Vado a scuola – Recensione
“Un bambino, un insegnante, un libro, una penna possono cambiare il mondo” parola di Malala Yousafzai, la ragazzina pakistana 12enne, che da anni si batte per il diritto allo studio delle donne, vietato dai talebani nel suo paese ed è proprio questo diritto ad essere preso in causa nel documentario Vado a scuola, dando la parola direttamente ai bambini.
A cavallo fra Africa, Asia ed America del Sud, quattro sono le vicende raccontate: quella del keniota Jackson, 10 anni, che per andare a scuola deve fare circa 15 km e ci impiega 2 ore, quella di Samuel, indiano di 11 anni che per recarsi a scuola deve fare 4 km e parte più di un’ora prima; Zahira, 12enne marocchina che per percorrere 22 km ed arrivare a scuola ci impiega 4 ore ed infine Carlos, 11enne argentino che parte un’ora e mezza prima a cavallo per poter raggiungere la scuola, posta a 18 km di distanza dall’altopiano dove abita con la famiglia.
Per questi ragazzini, la scuola rappresenta quell’unica probabilità di salvarsi ed avere una vita più dignitosa, ed è per questo che nel loro letterale peregrinare in direzione dell’istruzione, infondono nel tragitto speranza, buona volontà ed impegno. Spontanei davanti alla macchina da presa, gli adolescenti protagonisti hanno così raccontato e mostrato com’è la loro vita di tutti i giorni, le difficoltà che incontrano nel loro percorso ed in particolare quelle imposte dalla natura.
La Madre Terra è l’antagonista principale della pellicola. Zahira e le amiche con forza e determinazione affrontano gli altopiani sassosi del Marocco, il piccolo Samuel, costretto in sedia a rotelle viene aiutato dagli amici che dovranno occuparsi degli elefanti che intralciano il loro passaggio ed infine ad accumunare le storie, la debilitante minaccia del caldo.
Questo road movie si rivela quindi essere un’odissea, con una meta appena accennata. La scuola infatti, considerata quasi come fosse un miraggio, è la gratificazione finale, ma nel film sembra assumere dei contorni quasi irreali, o meglio, ponendo in macchina i volti dei ragazzini, il documentario perde un po’ di quella realtà e spontaneità da loro dimostrata, aumentando troppo l’elemento positivismo del film e facendolo per questo, sembrare una favola, con il classico lieto fine e la morale.

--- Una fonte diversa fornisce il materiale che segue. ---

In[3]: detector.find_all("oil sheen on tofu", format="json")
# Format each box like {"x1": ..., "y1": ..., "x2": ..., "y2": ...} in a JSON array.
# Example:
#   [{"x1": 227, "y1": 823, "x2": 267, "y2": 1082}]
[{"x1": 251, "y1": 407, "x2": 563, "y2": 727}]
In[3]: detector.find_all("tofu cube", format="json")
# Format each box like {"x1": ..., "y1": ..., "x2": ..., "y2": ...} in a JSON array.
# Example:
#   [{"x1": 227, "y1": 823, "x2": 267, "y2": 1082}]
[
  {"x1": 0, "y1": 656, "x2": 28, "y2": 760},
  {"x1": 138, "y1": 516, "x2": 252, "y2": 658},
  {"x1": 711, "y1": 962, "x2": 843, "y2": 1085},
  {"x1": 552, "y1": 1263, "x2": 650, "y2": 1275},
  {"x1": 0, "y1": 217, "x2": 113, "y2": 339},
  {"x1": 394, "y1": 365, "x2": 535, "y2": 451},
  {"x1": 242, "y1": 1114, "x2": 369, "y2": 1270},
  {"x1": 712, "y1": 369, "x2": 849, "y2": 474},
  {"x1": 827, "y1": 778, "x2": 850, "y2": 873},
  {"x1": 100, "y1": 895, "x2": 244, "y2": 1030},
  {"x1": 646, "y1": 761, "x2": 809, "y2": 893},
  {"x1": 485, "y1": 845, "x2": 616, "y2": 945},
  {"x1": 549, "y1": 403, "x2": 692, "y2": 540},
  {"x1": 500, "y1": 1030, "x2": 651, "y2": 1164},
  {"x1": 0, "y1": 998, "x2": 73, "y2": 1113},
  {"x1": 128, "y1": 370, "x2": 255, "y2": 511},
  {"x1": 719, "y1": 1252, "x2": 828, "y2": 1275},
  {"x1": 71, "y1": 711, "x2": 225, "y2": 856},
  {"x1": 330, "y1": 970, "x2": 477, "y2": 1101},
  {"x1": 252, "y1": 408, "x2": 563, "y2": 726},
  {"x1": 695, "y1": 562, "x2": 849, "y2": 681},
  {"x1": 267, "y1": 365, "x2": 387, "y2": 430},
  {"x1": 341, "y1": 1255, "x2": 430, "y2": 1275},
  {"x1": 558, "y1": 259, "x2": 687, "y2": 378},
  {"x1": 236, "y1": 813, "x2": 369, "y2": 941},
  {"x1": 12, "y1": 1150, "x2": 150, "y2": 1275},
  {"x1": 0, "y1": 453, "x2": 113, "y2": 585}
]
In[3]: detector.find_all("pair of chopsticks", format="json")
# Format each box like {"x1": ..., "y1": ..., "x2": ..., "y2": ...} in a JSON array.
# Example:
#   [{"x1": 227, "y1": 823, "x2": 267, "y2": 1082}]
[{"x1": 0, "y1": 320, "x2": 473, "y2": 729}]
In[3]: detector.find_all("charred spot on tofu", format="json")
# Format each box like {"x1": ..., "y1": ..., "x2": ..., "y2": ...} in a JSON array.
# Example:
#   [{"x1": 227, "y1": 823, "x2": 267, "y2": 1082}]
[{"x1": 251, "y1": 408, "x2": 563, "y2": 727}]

Nonostante ciò il film risulta audace, tenace e coraggioso, proprio come i suoi protagonisti. Vado a scuola è un documentario certo, ma il regista Pascal Plisson è riuscito a crearne una pellicola sempre più assomigliante ad un film, che regala emozioni rispetto alla freddezza degli sguardi in macchina (presenti, ma pochi) e della voce fuori campo a cui si associa solitamente questo genere cinematografico, dando vita così ad un racconto poetico, che grazie al miscuglio di realtà e finzione mantiene in perfetto equilibrio l’attenzione dello spettatore, coinvolgendolo in prima persona nelle storie raccontate, fra azione, avventura e dramma.